In the first half of 2021, we will host five seminars, each featuring one faculty member and one postdoctoral fellow from two universities. Each speaker will give a 20-minute talk about ongoing projects and motivating issues, followed by 20 minutes of discussion with the audience. These seminars will be the launching point for follow-on research discussion meetings which will hopefully lead to fruitful collaborative research. We strongly encourage you to sign up ahead of time, and indicate your area of research and your interest in follow-up discussions.
April 21st Presenters:
H. V. Jagadish, Director, Michigan Institute for Data Science; Bernard A Galler Collegiate Professor of Electrical Engineering and Computer Science, University of Michigan
Data Equity: A Core Requirement for Responsible Data Science
It was only recently that we regularly used to hear statements like “Let the data speak for themselves”. Today, we instead hear worries about fairness of data-driven systems and AI. Nevertheless, a focus on a specific formulation of fairness in one data science step is far too narrow to be the whole story. We need to address inequitable representation in the data record, inequities due to the data scientist’s world view being reflected in the model, inequities in the resulting outcomes, and inequities in access to fruits of the analysis. In this talk, I will lay out a research agenda in this direction, and invite you to join me.
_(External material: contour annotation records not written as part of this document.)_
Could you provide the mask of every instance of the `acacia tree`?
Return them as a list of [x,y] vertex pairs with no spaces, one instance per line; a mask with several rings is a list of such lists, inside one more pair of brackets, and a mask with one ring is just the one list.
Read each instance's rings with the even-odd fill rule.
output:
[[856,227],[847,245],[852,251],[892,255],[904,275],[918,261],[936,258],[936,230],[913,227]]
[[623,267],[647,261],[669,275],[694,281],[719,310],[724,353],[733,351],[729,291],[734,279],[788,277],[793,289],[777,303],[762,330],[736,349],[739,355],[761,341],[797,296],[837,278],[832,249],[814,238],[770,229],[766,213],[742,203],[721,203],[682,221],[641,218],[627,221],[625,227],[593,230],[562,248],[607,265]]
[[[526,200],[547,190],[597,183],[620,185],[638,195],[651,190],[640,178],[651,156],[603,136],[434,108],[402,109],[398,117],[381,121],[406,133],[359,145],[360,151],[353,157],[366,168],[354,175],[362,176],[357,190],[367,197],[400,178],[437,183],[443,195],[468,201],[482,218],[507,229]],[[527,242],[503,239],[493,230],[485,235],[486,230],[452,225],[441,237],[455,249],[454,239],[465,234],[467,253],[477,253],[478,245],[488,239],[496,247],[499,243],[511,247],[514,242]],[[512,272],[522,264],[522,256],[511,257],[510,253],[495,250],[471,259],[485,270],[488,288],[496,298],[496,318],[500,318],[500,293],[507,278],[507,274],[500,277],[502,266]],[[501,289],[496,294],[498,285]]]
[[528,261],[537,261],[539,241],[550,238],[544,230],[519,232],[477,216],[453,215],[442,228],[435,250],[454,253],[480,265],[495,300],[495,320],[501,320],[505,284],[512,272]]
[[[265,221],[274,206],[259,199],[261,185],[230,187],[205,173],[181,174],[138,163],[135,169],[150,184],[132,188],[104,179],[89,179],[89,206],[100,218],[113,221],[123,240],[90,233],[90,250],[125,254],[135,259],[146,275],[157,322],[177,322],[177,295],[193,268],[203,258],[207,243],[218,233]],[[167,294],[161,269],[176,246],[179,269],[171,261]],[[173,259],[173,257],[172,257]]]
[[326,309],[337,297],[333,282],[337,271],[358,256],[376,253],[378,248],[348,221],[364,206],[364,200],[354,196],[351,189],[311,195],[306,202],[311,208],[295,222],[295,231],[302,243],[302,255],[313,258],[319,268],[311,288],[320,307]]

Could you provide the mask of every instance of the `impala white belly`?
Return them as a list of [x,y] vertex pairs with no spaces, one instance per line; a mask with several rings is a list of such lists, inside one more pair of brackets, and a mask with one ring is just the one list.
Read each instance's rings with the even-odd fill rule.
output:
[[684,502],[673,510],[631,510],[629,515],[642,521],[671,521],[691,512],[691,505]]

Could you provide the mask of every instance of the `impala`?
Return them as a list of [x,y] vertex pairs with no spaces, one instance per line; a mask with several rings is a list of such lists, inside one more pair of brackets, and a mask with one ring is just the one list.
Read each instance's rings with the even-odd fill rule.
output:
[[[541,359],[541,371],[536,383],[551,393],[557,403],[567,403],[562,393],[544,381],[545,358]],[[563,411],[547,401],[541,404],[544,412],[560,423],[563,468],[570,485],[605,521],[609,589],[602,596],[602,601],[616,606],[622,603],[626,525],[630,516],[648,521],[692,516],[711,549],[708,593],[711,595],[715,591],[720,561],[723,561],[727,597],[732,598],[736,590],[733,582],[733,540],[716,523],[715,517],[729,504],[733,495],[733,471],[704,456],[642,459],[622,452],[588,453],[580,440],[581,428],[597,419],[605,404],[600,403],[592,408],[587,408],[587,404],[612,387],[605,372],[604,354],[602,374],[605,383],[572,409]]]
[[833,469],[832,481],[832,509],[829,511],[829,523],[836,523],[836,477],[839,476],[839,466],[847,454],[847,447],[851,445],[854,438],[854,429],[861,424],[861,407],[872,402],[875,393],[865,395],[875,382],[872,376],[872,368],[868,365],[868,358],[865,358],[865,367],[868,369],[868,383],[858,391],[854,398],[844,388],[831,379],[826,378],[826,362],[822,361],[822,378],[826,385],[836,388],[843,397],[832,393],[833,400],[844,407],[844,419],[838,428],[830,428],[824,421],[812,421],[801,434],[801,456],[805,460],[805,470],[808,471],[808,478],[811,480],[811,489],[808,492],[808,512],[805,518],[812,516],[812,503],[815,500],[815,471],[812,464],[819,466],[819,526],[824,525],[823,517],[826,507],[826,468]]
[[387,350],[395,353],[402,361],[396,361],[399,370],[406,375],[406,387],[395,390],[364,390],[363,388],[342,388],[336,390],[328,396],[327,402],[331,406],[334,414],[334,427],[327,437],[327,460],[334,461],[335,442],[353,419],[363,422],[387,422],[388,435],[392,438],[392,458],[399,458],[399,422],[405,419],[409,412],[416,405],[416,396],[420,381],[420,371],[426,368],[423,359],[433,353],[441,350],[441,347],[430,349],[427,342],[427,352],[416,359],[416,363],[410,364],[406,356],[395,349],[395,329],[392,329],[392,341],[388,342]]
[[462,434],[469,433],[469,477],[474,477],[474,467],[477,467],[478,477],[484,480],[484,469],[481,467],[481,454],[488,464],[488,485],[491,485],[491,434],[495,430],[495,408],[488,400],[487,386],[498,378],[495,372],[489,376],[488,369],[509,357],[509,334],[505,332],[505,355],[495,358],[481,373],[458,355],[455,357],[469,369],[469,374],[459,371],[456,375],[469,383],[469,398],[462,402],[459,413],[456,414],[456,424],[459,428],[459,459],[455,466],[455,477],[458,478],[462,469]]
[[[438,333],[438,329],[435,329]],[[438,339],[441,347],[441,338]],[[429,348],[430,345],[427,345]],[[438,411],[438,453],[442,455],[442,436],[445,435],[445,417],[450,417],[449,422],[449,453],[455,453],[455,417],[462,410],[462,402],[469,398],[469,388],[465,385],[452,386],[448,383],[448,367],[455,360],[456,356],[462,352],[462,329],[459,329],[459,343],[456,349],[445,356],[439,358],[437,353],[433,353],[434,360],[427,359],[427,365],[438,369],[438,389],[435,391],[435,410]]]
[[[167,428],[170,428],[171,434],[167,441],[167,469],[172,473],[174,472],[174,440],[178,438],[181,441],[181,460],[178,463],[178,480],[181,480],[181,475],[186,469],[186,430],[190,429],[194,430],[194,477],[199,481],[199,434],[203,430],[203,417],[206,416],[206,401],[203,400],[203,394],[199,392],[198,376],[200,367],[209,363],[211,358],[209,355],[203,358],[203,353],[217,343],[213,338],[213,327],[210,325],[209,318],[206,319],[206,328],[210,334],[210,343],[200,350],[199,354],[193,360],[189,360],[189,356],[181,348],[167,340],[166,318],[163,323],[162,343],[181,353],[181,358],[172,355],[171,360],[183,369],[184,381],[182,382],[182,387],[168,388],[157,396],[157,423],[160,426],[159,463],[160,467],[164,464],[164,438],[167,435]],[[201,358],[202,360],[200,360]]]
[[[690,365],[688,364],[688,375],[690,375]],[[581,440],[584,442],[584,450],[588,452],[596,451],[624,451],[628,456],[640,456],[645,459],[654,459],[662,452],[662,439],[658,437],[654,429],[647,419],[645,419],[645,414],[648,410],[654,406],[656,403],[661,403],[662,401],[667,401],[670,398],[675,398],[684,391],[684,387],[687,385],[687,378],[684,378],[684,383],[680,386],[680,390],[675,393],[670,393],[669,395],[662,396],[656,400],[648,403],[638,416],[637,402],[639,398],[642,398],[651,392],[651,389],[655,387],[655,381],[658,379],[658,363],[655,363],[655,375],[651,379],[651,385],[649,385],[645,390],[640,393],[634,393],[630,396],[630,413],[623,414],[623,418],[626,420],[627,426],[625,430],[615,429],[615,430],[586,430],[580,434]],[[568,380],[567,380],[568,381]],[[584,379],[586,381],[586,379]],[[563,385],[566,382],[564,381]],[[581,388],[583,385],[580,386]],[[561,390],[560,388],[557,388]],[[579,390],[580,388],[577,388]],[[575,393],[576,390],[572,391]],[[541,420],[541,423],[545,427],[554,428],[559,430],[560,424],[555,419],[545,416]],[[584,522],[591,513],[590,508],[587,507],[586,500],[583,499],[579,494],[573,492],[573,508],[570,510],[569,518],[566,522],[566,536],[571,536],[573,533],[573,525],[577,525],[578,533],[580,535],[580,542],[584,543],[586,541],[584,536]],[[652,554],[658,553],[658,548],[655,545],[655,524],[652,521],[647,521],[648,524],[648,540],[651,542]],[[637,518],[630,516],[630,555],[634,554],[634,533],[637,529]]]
Ciera Martinez, Biodiversity and Environmental Sciences Lead, Berkeley Institute for Data Science, University of California – Berkeley
Open science in the wild: principles to build reproducible and collaborative data analysis workflows
The academic research system is not built to incentivize open science practices, but transparency and reproducible methodology allows researchers to critically assess and build upon results to fuel scientific discovery and supports a more collaborative and equitable research community. Open science and data practices are often presented as ideals, but rarely do we train for how to handle the intricacies that emerge from every unique research project life cycle. In this talk I will present the ERP (Explore, Refine, and Produce) workflow – a three-phase data analysis workflow that guides researchers to create reproducible and responsible data analysis workflows. Each phase is centered on how to make decisions based on the audience the research is communicated, the research products created, and the career aspirations of the researchers involved. We hope this work helps create a community of practice for how we design and train for reproducible data intensive research and helps demystify data analysis for both students new to research and current researchers who are new to data-intensive work.